Election 2010: what the parties say about business

29 April 2010
Election 2010: what the parties say about business

What more will you do to ensure that the balance of power between pub companies and their licensees is redressed, as recommended last year by the Business Enterprise and Skills Committee's report last year?

Jeremy Hunt, Shadow Secretary of State for Culture, Media and Sport (Conservative) We are keen to see the industry take the lead on this and find a solution. If it has failed to do so by June 2011, we believe that the Government of the day ought to consult on putting this on a statutory basis.

Labour Last year the committee asked us to consider a reference to the Competition Commission (CC) to look at the imbalance in power between pub companies and licensees. In its latest report the committee has asked to keep the possibility of a reference on the agenda. We are encouraging the various parties to work together. We are monitoring progress and have not ruled out a reference to the CC in the future.

John Thurso, Shadow Secretary of State for Business, Innovation & Skills, Liberal Democrats We agree with the Select Committee: the pubcos have too much power and they have refused to voluntarily bring in reforms.

Is compulsory legislation to regulate this relationship necessary?

JH (Conservative) As above.

Labour We recognise that many pubs and clubs are under pressure. The industry has had a number of opportunities to introduce reform. The BIS Committee is giving the industry one last chance to demonstrate that reforms that benefit all parties are delivered by June 2011. Labour strongly supports this view and hopes that the reforms take place on a voluntary basis but stand ready should further intervention be necessary.

JT (Liberal Democrats) The issues facing the leased pub sector should be referred to the Competition Commission. The commission should consider whether there should be a maximum limit to the number of pubs owned by any one pubco, including both nationally and in any one region/area.

Will you appoint a dedicated pubs minister?

JH (Conservative) There should certainly be a clear lead in government to draw together the different strands of government policy. The Government's recent appointment of a pubs minister, after 13 years of neglect of the industry, smacks of gimmickry but their belated recognition of the need for help for the industry is to be welcomed.

Labour In January, the prime minister asked John Healey (housing and planning minister) to lead work across government designed to help and support Britain's community pubs. Labour recently announced a package of measures designed to provide practical support to community pubs - including funding for business support to make pubs more successful and help for communities to buy their local pub to keep it running.
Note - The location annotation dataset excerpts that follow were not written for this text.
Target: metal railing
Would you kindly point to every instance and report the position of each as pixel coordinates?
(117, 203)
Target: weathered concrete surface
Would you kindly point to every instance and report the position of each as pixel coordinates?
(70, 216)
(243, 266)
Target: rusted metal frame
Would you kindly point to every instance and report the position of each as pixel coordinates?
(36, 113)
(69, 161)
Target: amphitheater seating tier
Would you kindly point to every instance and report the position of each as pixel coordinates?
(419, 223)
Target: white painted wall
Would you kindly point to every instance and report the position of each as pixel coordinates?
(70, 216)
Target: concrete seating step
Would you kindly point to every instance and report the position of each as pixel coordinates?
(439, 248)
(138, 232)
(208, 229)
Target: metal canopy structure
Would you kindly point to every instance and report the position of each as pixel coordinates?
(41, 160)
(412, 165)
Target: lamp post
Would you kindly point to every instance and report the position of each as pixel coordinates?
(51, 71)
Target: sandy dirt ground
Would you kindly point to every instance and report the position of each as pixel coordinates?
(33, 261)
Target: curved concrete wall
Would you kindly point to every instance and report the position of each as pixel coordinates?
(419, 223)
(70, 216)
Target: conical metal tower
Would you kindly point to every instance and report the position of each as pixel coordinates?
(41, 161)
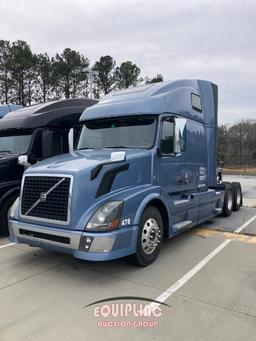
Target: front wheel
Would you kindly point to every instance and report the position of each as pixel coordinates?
(4, 213)
(228, 201)
(237, 195)
(150, 237)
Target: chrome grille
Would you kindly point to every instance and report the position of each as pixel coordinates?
(46, 197)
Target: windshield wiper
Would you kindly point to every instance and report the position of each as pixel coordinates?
(119, 146)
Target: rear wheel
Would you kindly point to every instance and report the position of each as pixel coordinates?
(237, 195)
(228, 201)
(150, 237)
(4, 213)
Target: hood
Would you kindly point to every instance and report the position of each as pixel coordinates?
(9, 168)
(82, 161)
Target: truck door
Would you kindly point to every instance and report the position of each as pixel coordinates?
(176, 175)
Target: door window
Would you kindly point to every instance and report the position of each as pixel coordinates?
(167, 137)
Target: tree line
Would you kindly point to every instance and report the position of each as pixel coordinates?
(237, 144)
(27, 77)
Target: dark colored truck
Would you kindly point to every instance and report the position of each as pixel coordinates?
(144, 170)
(30, 135)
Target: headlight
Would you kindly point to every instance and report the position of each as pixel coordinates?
(107, 217)
(14, 208)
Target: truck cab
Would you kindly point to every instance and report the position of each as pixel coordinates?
(144, 170)
(29, 135)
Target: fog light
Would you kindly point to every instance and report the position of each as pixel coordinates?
(85, 243)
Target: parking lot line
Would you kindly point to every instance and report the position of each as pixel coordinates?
(184, 279)
(204, 232)
(6, 245)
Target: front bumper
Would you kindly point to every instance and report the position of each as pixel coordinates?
(102, 245)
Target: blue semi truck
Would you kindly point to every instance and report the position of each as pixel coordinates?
(144, 170)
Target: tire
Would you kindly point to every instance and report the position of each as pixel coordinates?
(228, 201)
(4, 211)
(237, 195)
(150, 237)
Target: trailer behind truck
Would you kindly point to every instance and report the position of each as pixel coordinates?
(144, 170)
(30, 135)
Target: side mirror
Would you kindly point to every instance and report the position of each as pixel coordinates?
(23, 161)
(180, 135)
(71, 140)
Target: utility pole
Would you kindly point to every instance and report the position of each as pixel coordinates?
(90, 73)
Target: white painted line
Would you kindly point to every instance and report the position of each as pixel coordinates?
(241, 228)
(6, 245)
(183, 280)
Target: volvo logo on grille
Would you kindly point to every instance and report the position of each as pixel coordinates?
(43, 197)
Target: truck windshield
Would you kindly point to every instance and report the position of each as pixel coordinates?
(15, 144)
(119, 132)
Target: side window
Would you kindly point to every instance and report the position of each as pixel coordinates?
(57, 143)
(196, 102)
(180, 135)
(167, 137)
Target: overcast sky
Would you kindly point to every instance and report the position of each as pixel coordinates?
(214, 40)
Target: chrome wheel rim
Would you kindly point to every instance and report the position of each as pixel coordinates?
(151, 236)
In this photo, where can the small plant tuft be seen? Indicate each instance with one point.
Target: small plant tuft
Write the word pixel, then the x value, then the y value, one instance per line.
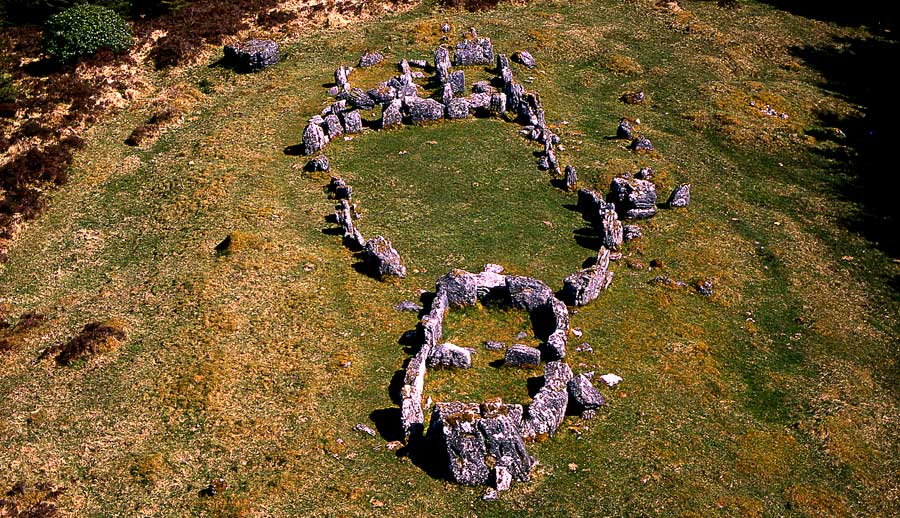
pixel 84 29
Some pubs will also benefit from the increase in Small Business Rate relief announced in the 2010 Budget.

JT (Liberal Democrats) No, we believe that change comes about by action, not by appointing additional government ministers.
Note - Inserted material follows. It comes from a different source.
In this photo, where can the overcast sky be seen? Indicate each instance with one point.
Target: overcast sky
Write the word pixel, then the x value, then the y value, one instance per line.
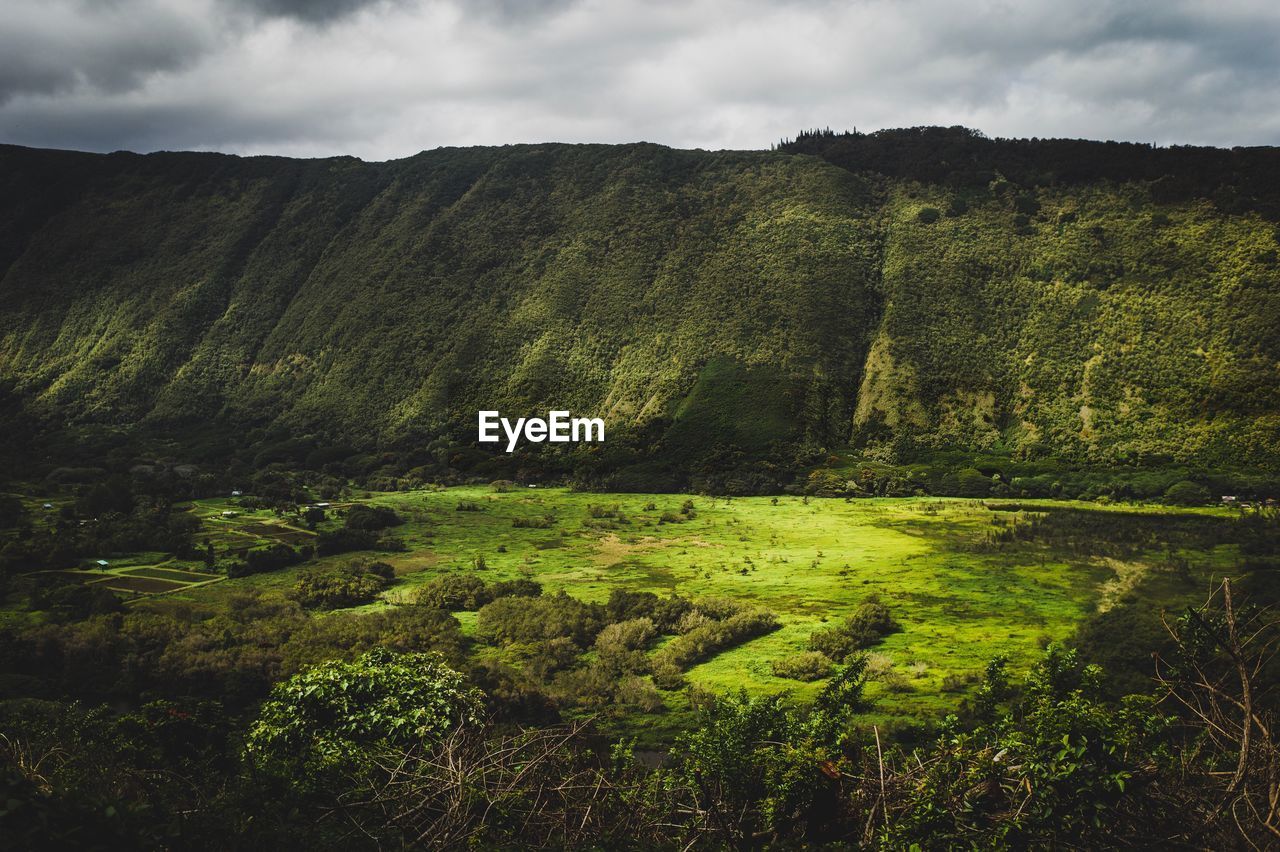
pixel 387 78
Should the beer tie be abolished?

JH (Conservative) We would like to see reform of the beer tie to ensure a fair deal for both consumers and publicans.

Labour We are not advocating the abolition of the beer tie. But we do want to see reform. Pub companies should allow lessees to choose to be tied or tie-free. And those pubs that are tied should be given the right to source a guest beer out of tie.

JT (Liberal Democrats) There's nothing intrinsically wrong with the tie. Well managed, it can provide real benefits to the pub and those people who use those pubs. But we think beer ties have got out of control: they are often a very one-sided bargain and the balance needs to be redressed. For these reasons we think that the issue of the beer tie needs to be referred to the Competition Commission immediately. Reforms could include giving all tenants the right to buy one guest beer; giving tenants the choice to opt out of the tie and a new code of practice to uphold the principle that the tied tenant should be no worse off than if free of tie.

Do you have plans for introducing food labelling on restaurant menus? If so, what format will it take?

JH (Conservative) We have no plans to introduce this.

Labour No.

JT (Liberal Democrats) We support the principle of providing consumers with sufficient information to make informed healthy-eating choices. However, we have no plans to introduce mandatory food labelling on restaurant menus. A prescriptive approach to labelling of restaurant menus would be a significant additional burden on small restaurants where dishes are changed frequently. We would prefer to see a voluntary, consumer-driven, approach supported by better education of healthy eating choices.